Phase change memory has been in development since the 1970s, and is one of the many contenders as an adjunct to DRAM and flash in the memory hierarchy. As the name suggests, the ones and zeros in binary data storage are induced by a phase change in a material, in this case an alloy called chalcogenide that has a mix of antimony, germanium, and tellurium that with the application of heat can be induced into a crystalline or amorphous state, and data can be stored in either state which is extremely useful. Micron originally developed its first generation of PCM memory chips for smartphones because PCM is extremely fast and uses very little power compared to flash, but it is based on a complex substance and is difficult to manufacture. So driving up the bit density, and therefore the overall capacity, of PCM is an important step towards commercializing this technology. That said, given the relatively low storage density of PCM compared to flash and perhaps 3D XPoint, it stands to reason that PCM may be relegated to the parts of systems where latency of access, persistence of data, a high durability are more important than capacity. PCM can take up to 10 million write cycles, says IBM, compared to about 3,000 write cycles for the kind of flash used in a USB stick these days and falls even lower to maybe 300 to 500 cycles with triple level cell (TLC) flash that is commonly used in enterprise applications. Compared to this flash, PCM has what is effectively an eternal wear level.
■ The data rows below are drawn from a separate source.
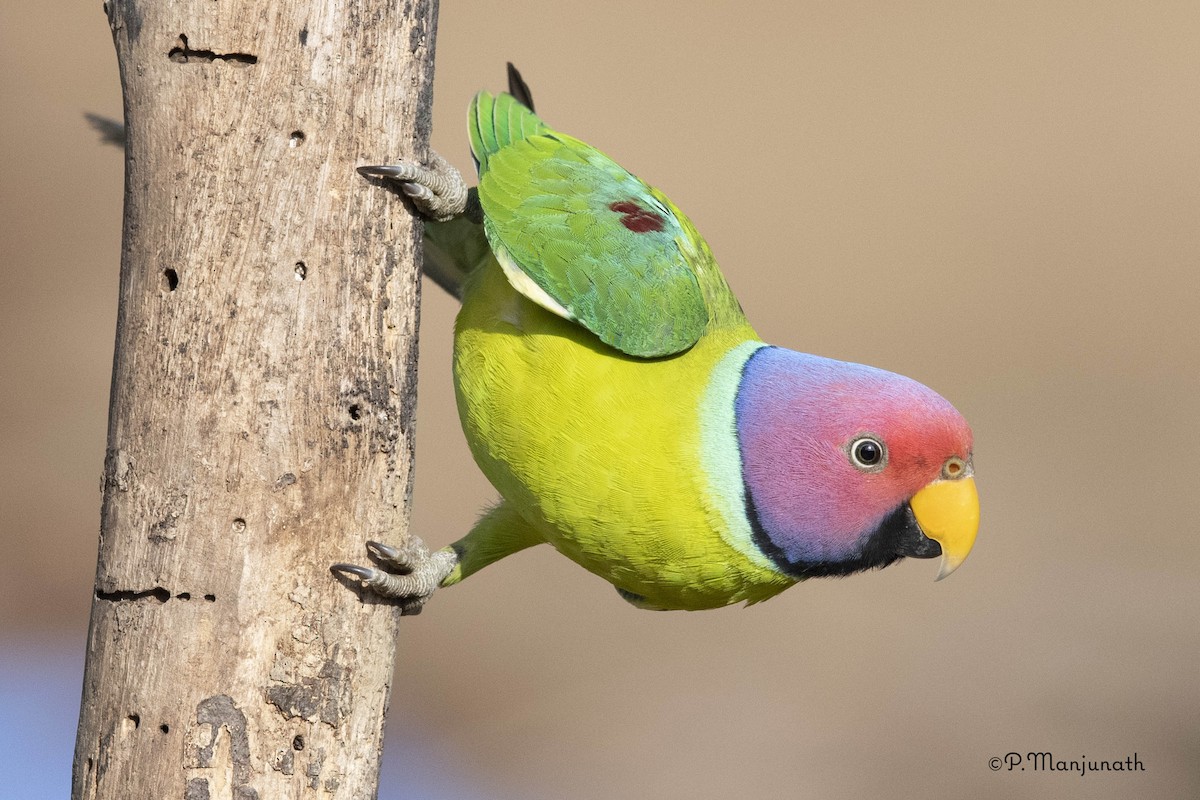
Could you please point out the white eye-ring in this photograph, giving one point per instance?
(955, 468)
(868, 453)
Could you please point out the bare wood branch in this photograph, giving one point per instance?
(263, 395)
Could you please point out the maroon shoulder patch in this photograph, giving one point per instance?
(637, 218)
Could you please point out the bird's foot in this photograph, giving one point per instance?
(420, 572)
(437, 191)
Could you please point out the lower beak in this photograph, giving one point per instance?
(948, 512)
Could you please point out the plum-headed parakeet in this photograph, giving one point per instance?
(616, 396)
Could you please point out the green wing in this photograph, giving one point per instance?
(583, 238)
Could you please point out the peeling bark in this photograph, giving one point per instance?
(263, 394)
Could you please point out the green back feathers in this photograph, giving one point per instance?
(495, 122)
(583, 238)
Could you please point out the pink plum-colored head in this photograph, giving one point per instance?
(833, 452)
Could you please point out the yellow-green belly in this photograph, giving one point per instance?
(600, 453)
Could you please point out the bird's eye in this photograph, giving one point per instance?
(868, 453)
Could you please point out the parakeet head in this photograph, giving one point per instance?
(849, 468)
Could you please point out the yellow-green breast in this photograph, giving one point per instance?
(607, 456)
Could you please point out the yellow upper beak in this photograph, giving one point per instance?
(948, 512)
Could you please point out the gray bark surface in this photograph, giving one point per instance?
(263, 395)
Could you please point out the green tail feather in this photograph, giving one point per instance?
(497, 121)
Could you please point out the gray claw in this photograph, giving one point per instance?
(421, 572)
(437, 191)
(385, 552)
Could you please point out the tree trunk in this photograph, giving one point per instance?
(263, 396)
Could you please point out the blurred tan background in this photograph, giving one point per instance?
(1001, 200)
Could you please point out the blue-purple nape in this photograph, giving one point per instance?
(809, 509)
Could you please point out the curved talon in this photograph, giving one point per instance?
(385, 552)
(437, 191)
(420, 572)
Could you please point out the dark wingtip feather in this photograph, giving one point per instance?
(519, 88)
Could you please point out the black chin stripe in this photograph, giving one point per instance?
(895, 537)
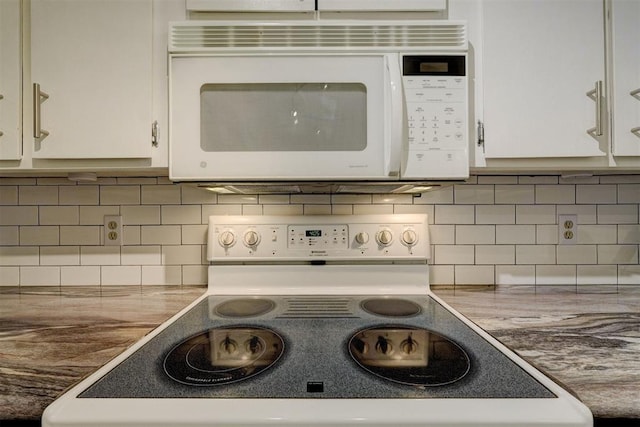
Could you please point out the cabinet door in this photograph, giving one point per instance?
(10, 82)
(541, 58)
(92, 61)
(625, 18)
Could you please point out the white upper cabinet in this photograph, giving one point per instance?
(542, 63)
(91, 75)
(250, 5)
(625, 54)
(10, 81)
(382, 5)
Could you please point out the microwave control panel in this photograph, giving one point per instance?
(437, 116)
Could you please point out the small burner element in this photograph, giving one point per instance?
(245, 307)
(409, 355)
(391, 307)
(223, 356)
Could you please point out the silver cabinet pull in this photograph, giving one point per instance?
(38, 98)
(636, 94)
(1, 98)
(596, 95)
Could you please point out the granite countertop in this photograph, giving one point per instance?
(50, 338)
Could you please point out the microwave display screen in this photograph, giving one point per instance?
(279, 117)
(433, 65)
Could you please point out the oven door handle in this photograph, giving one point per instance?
(393, 112)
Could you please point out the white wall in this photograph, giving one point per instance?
(492, 230)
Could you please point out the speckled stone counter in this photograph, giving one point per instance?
(50, 337)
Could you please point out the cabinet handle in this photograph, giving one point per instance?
(38, 98)
(636, 94)
(1, 98)
(596, 95)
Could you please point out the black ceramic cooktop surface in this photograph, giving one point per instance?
(317, 347)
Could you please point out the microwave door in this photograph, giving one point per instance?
(313, 117)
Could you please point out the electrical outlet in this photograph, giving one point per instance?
(113, 230)
(567, 229)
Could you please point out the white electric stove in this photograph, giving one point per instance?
(317, 321)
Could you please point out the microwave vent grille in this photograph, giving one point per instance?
(204, 36)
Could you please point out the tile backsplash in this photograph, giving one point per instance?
(491, 230)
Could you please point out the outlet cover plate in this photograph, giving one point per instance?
(112, 230)
(567, 229)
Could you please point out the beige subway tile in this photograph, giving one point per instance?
(59, 215)
(495, 254)
(595, 194)
(79, 195)
(555, 194)
(35, 235)
(187, 214)
(495, 214)
(8, 195)
(514, 194)
(9, 235)
(516, 234)
(100, 255)
(19, 255)
(475, 234)
(120, 275)
(474, 275)
(161, 275)
(60, 255)
(141, 255)
(454, 214)
(9, 276)
(597, 275)
(474, 194)
(515, 275)
(36, 195)
(556, 275)
(181, 254)
(577, 254)
(80, 275)
(39, 276)
(80, 235)
(161, 235)
(18, 215)
(120, 195)
(617, 254)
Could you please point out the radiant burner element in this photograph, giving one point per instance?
(223, 355)
(409, 355)
(245, 307)
(391, 307)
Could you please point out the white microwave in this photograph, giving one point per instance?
(318, 101)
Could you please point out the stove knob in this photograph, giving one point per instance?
(409, 346)
(384, 237)
(383, 345)
(362, 238)
(227, 239)
(228, 345)
(254, 345)
(409, 237)
(251, 238)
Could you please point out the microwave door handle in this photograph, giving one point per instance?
(393, 136)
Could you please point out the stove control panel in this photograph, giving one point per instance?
(318, 237)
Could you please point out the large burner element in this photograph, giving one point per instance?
(245, 307)
(223, 355)
(409, 355)
(391, 307)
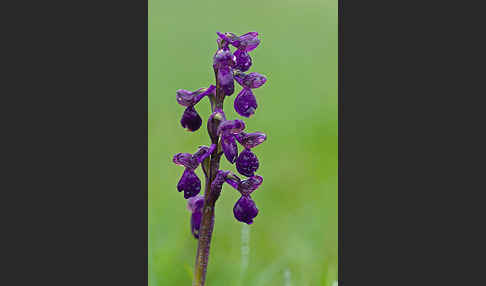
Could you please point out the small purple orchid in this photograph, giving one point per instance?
(225, 134)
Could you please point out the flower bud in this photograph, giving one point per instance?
(245, 210)
(189, 183)
(191, 119)
(231, 126)
(245, 103)
(246, 187)
(247, 163)
(251, 140)
(243, 60)
(251, 80)
(186, 160)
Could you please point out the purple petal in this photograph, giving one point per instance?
(245, 210)
(243, 60)
(187, 98)
(225, 78)
(251, 140)
(247, 163)
(229, 146)
(231, 126)
(251, 80)
(223, 58)
(245, 103)
(249, 41)
(191, 119)
(186, 160)
(246, 187)
(189, 183)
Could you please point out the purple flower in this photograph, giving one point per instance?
(245, 210)
(223, 58)
(189, 183)
(195, 205)
(245, 103)
(243, 60)
(250, 140)
(251, 80)
(247, 42)
(218, 182)
(190, 98)
(191, 119)
(186, 160)
(245, 187)
(231, 126)
(247, 163)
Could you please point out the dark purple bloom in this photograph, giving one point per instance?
(225, 78)
(189, 183)
(190, 98)
(195, 205)
(245, 103)
(186, 160)
(251, 80)
(229, 146)
(243, 60)
(247, 163)
(223, 58)
(245, 187)
(247, 42)
(191, 119)
(231, 126)
(245, 210)
(251, 140)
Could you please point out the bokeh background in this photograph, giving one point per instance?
(294, 238)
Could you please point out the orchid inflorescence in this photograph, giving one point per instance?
(225, 134)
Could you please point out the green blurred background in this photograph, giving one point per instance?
(294, 238)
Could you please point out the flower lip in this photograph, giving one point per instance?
(245, 210)
(191, 119)
(231, 126)
(251, 140)
(245, 103)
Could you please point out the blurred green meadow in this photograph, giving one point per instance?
(294, 238)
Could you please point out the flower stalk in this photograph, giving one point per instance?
(224, 134)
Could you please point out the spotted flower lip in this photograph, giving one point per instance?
(186, 160)
(243, 60)
(231, 126)
(189, 183)
(251, 80)
(251, 140)
(191, 119)
(245, 103)
(189, 98)
(245, 187)
(245, 210)
(223, 58)
(247, 163)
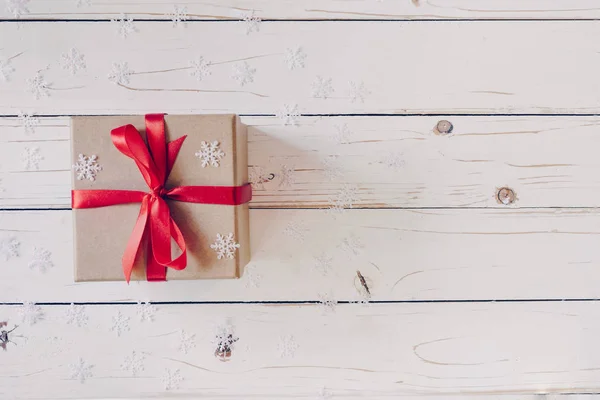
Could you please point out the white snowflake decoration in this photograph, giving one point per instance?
(120, 324)
(38, 86)
(76, 315)
(200, 68)
(287, 346)
(29, 122)
(146, 311)
(41, 260)
(120, 73)
(9, 247)
(171, 379)
(87, 167)
(358, 92)
(225, 246)
(125, 26)
(295, 57)
(133, 363)
(17, 7)
(209, 154)
(30, 313)
(31, 158)
(288, 114)
(242, 73)
(73, 61)
(179, 15)
(321, 88)
(186, 342)
(251, 22)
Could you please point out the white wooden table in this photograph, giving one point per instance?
(479, 246)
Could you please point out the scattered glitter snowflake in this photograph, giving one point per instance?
(251, 22)
(321, 88)
(17, 7)
(9, 247)
(146, 311)
(287, 346)
(287, 177)
(133, 363)
(75, 314)
(81, 370)
(186, 342)
(171, 379)
(120, 323)
(41, 260)
(125, 26)
(209, 154)
(243, 73)
(87, 167)
(294, 57)
(225, 246)
(31, 158)
(120, 73)
(288, 114)
(29, 122)
(179, 15)
(73, 61)
(358, 91)
(200, 68)
(38, 86)
(30, 313)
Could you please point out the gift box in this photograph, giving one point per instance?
(138, 202)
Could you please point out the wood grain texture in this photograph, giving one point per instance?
(316, 9)
(387, 351)
(402, 254)
(391, 161)
(451, 68)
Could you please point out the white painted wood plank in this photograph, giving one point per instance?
(392, 161)
(313, 9)
(375, 351)
(421, 67)
(402, 254)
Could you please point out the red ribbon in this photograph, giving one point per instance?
(155, 162)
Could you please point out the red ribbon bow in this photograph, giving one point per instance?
(155, 162)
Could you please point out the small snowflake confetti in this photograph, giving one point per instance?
(200, 68)
(9, 247)
(38, 86)
(251, 22)
(120, 323)
(31, 158)
(209, 154)
(133, 363)
(146, 311)
(358, 92)
(29, 122)
(186, 342)
(73, 61)
(120, 73)
(294, 57)
(125, 26)
(287, 346)
(225, 246)
(321, 88)
(242, 73)
(75, 314)
(288, 114)
(81, 370)
(31, 313)
(171, 379)
(87, 167)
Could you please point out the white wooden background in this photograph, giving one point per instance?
(471, 297)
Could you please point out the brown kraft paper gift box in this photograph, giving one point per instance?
(101, 234)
In any event, up until now, PCM was able to store one bit per memory cell, but a team of researchers at IBM’s lab in Zurich, Switzerland have demonstrated they can store two bits per cell and a path to three bits per cell – equivalent to the density of modern flash memory. The PCM research is being led by Haris Pozidis, manager of non-volatile memory systems at IBM Research, and the team’s findings are being presented in a paper at the International Memory Workshop in Paris.
“Phase change memory is the first instantiation of a universal memory with properties of both DRAM and flash, thus answering one of the grand challenges of our industry,” Pozidis said with regard to the research that IBM has been doing. “Reaching three bits per cell is a significant milestone because at this density the cost of PCM will be significantly less than DRAM and closer to flash.”
This is, of course, precisely the part of the memory hierarchy that Intel and Micron are pursuing with their 3D XPoint memory, which many speculate is based on resistive RAM (ReRAM) technologies, not PCM. At this time, 3D XPoint is implemented using a 20 nanometer process and stores data at a density of one bit per cell (SLC) and a 7 microsecond latency for reads and delivers on the order of 78,500 IOPS in a 70/30 read/write mix that is typically used to characterize storage. (These stats are courtesy of Chris Mellor over at our sister publication, The Register.) DRAM access is on the order of 200 nanoseconds, or about 35X faster than Intel’s Optane 3D XPoint, but 3D XPoint is about four times faster on writes than a PCI-Express flash unit using the trimmed down NVM-Express protocol and about twelve times faster than this flash on reads.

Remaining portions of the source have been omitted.